A framework of individual responsibility requires not only that creditors are fit to absorb the losses from a sovereign debt restructuring, but also that they actually do so when the going gets tough. Obviously, it would be best if the need for sovereign debt restructuring never arose in the first place.

2.4 A fiscal council

This is where fiscal rules come in.

Prior to the crisis, the binding force of the euro-area fiscal rules was modest, to put it mildly. Thus, when the crisis hit, many countries had little fiscal space to counter its impact. This highlights the importance of fiscal buffers. And following up on a lesson of the crisis, the rules were stiffened somewhat.

But, at the same time, the Commission was granted more leeway in interpreting the rules. So far, the Commission has made ample use of this additional leeway, thereby thwarting the original intention of the revised rules.

In my opinion, it would be best if the task of applying the rules were to be transferred to a new, independent fiscal council.

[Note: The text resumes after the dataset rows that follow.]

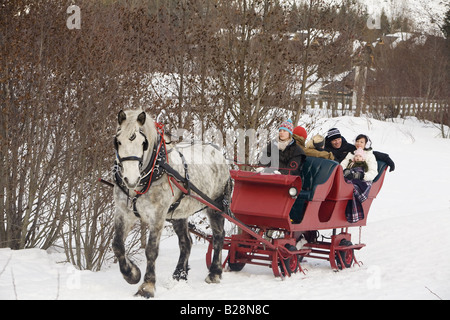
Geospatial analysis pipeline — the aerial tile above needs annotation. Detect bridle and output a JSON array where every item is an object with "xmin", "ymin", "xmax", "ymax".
[
  {"xmin": 114, "ymin": 123, "xmax": 167, "ymax": 190},
  {"xmin": 113, "ymin": 123, "xmax": 170, "ymax": 217},
  {"xmin": 114, "ymin": 128, "xmax": 149, "ymax": 168}
]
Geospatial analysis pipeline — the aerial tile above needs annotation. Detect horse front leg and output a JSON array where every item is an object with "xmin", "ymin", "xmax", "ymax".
[
  {"xmin": 112, "ymin": 215, "xmax": 141, "ymax": 285},
  {"xmin": 136, "ymin": 218, "xmax": 164, "ymax": 298},
  {"xmin": 171, "ymin": 218, "xmax": 192, "ymax": 281},
  {"xmin": 205, "ymin": 210, "xmax": 225, "ymax": 284}
]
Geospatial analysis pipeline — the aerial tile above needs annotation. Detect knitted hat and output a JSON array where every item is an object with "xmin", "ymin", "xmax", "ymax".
[
  {"xmin": 293, "ymin": 126, "xmax": 307, "ymax": 140},
  {"xmin": 326, "ymin": 128, "xmax": 342, "ymax": 141},
  {"xmin": 354, "ymin": 148, "xmax": 365, "ymax": 160},
  {"xmin": 279, "ymin": 119, "xmax": 294, "ymax": 135}
]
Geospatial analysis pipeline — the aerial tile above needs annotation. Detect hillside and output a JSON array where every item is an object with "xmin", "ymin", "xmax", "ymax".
[
  {"xmin": 360, "ymin": 0, "xmax": 447, "ymax": 34},
  {"xmin": 290, "ymin": 0, "xmax": 447, "ymax": 34}
]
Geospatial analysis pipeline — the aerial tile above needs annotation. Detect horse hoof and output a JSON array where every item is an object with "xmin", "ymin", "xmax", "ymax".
[
  {"xmin": 122, "ymin": 263, "xmax": 141, "ymax": 285},
  {"xmin": 173, "ymin": 268, "xmax": 189, "ymax": 281},
  {"xmin": 205, "ymin": 273, "xmax": 221, "ymax": 284},
  {"xmin": 135, "ymin": 283, "xmax": 155, "ymax": 299}
]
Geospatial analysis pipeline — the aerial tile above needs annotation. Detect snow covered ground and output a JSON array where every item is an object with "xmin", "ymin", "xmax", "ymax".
[{"xmin": 1, "ymin": 116, "xmax": 450, "ymax": 301}]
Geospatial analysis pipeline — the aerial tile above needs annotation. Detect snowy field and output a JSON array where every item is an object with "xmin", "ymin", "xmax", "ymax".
[{"xmin": 1, "ymin": 115, "xmax": 450, "ymax": 301}]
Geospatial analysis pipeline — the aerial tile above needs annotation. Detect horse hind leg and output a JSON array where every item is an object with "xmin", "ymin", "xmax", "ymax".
[
  {"xmin": 171, "ymin": 218, "xmax": 192, "ymax": 281},
  {"xmin": 112, "ymin": 216, "xmax": 141, "ymax": 285},
  {"xmin": 205, "ymin": 208, "xmax": 225, "ymax": 284}
]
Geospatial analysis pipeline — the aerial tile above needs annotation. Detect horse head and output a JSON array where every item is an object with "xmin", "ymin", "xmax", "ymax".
[{"xmin": 115, "ymin": 109, "xmax": 157, "ymax": 189}]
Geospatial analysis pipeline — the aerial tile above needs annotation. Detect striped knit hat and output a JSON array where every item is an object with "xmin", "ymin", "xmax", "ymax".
[
  {"xmin": 279, "ymin": 119, "xmax": 294, "ymax": 135},
  {"xmin": 326, "ymin": 128, "xmax": 342, "ymax": 141}
]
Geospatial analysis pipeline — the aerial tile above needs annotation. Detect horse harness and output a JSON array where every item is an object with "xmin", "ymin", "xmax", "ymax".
[{"xmin": 113, "ymin": 124, "xmax": 224, "ymax": 218}]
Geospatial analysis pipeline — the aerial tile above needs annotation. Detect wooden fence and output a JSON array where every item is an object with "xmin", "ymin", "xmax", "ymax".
[{"xmin": 304, "ymin": 96, "xmax": 449, "ymax": 124}]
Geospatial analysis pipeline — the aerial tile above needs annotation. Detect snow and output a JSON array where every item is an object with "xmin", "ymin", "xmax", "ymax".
[
  {"xmin": 361, "ymin": 0, "xmax": 448, "ymax": 35},
  {"xmin": 1, "ymin": 116, "xmax": 450, "ymax": 301},
  {"xmin": 290, "ymin": 0, "xmax": 448, "ymax": 35}
]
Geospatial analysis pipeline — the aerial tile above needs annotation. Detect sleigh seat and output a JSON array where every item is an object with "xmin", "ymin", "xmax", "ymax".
[{"xmin": 289, "ymin": 157, "xmax": 338, "ymax": 224}]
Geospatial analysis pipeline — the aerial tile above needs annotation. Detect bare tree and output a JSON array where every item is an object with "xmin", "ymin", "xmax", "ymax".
[{"xmin": 292, "ymin": 0, "xmax": 364, "ymax": 123}]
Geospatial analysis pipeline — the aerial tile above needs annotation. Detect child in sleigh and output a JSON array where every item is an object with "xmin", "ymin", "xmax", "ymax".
[{"xmin": 342, "ymin": 148, "xmax": 368, "ymax": 181}]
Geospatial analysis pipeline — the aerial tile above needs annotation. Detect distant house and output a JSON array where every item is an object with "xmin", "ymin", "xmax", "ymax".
[
  {"xmin": 319, "ymin": 81, "xmax": 352, "ymax": 97},
  {"xmin": 342, "ymin": 68, "xmax": 377, "ymax": 91},
  {"xmin": 374, "ymin": 32, "xmax": 427, "ymax": 48},
  {"xmin": 319, "ymin": 68, "xmax": 378, "ymax": 97}
]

This could help to unburden the Commission of its difficult political conflict of interest. On the one hand, the Commission is an important political player searching for a balance between the member states' different interests. On the other hand, it has to be a neutral referee in assessing compliance with the Stability and Growth Pact.

The Five Presidents' report also envisages such a council, and recently, the Commission has followed up on the report and come forward with a proposal. But, as the ECB rightly points out in its current Economic Bulletin, the Commission's proposal suffers from a number of shortcomings.

The proposal does not make provision for the evaluations of the fiscal council being made public in a timely manner. If the alarm is raised too late, it might be a case of trying to shut the stable door after the horse has bolted.

What is more, the Commission has dropped the comply-or-explain approach outlined in the Five Presidents' report, under which the Commission would have to explain itself whenever it deviated from the recommendations set out by the fiscal council.

This does not bode well for the objective of a more depoliticised application of the rules. For that, a fiscal council needs to be truly independent, and its recommendations need to carry weight.

And please let me emphasise again: fiscal rules are neither needless nor damaging for the euro area. This holds, even in these times of the extraordinary high influx of refugees or the struggle against terrorism. The fiscal rules already allow for additional public expenditures if they are irrefutable and unforeseeable as well as closely related to these extraordinary circumstances.

But more generally, the current debate about softening the Stability and Growth Pact is misleading, because it conveys the impression that sound fiscal budgets would get in the way of fulfilling important public duties. The opposite is true, however. Sound public finances are a precondition for being able to handle specific challenges. Correspondingly, Germany currently benefits from its budgetary surplus because it grants fiscal leeway for the expenditures related to refugees.

3. Conclusion

Ladies and gentlemen, let me conclude.

Today, Economic and Monetary Union does not look like other successful currency areas. Maybe it will never match their degree of symmetry with regard to policy integration. But perhaps some findings about our perception of beauty can provide a little encouragement. While symmetry appears to play a role in whether we consider a face to be attractive, researchers have found that this is only part of the story. Apparently, it is the little deviations from the norm, the minor asymmetries, that render a face truly beautiful.

But we still have a long way to go before Europe's citizens perceive EMU as truly "beautiful".

I am now looking forward to discussing with you the future of our monetary union.

Thank you for your attention.


1 Crosignani, M et al., The Portuguese Banking System during the Sovereign Debt Crisis, July 2015.